Manipulation of Gilbert damping in ultrathin half-metallic Co2FeAl1+x by composition-deficiency-compensation

Abstract

Gilbert damping is of crucial importance for spintronic devices due to its practical effect on the response time and energy consumption. Lower damping would enable more energy-efficient excitations and, thus, less current is needed. The Gilbert damping constant of the Co2FeAl film, a half-metal material important for spintronics with its 100% spin polarization at the Fermi level, has shown an abnormal increase at the thin film limit due to the inter-diffusion of Al atoms.

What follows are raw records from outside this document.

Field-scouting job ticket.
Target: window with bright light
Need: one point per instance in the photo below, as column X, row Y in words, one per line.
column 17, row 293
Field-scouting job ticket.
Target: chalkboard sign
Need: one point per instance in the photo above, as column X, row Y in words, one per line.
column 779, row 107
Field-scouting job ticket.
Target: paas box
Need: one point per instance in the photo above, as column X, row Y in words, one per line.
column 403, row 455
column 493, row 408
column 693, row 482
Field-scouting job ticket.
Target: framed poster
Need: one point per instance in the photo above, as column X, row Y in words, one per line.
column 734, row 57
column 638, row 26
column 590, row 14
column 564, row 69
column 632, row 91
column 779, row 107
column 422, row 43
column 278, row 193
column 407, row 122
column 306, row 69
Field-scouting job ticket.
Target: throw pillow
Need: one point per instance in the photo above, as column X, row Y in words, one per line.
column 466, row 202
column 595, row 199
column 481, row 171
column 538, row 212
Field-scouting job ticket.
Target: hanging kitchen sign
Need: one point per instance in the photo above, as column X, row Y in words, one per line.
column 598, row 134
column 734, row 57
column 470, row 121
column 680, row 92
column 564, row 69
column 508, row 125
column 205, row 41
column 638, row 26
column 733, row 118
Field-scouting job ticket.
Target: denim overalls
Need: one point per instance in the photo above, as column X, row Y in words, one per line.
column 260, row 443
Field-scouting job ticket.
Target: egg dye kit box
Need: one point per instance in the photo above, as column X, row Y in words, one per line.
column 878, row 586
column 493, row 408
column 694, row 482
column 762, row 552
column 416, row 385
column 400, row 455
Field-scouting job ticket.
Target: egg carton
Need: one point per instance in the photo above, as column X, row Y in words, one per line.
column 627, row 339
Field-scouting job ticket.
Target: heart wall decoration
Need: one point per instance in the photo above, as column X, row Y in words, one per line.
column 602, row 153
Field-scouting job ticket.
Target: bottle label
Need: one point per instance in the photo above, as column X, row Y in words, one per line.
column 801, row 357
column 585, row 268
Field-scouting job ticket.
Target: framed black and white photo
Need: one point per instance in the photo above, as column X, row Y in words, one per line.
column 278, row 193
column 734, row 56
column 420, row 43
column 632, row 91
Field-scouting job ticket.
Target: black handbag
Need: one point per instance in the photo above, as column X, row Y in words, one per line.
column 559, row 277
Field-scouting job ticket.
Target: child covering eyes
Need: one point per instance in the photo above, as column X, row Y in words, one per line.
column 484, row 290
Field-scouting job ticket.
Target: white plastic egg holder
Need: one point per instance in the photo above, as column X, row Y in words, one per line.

Here, we report that the Gilbert damping of ultra-thin Co2FeAl1+x films of nanometer thicknesses can be effectively tuned by delicately controlling the stoichiometric ratio during the growth. Gilbert damping has been found to be the lowest of 0.065 in Co2FeAl1+0.1, which is deduced by ∼50% compared to that in Co2FeAl. We have further found that the damping constant of the ultra-thin Co2FeAl1+0.1 film is restored to the value of 0.062 of the nominal stoichiometric Co2FeAl by compensating the Al composition deficiency, as supported by 10.37% of composition change from scanning transmission electron microscopy with energy-dispersive-spectroscopy. This work offers a unique path to manipulate the Gilbert damping constant in ultra-thin Co2FeAl films by Al concentration control.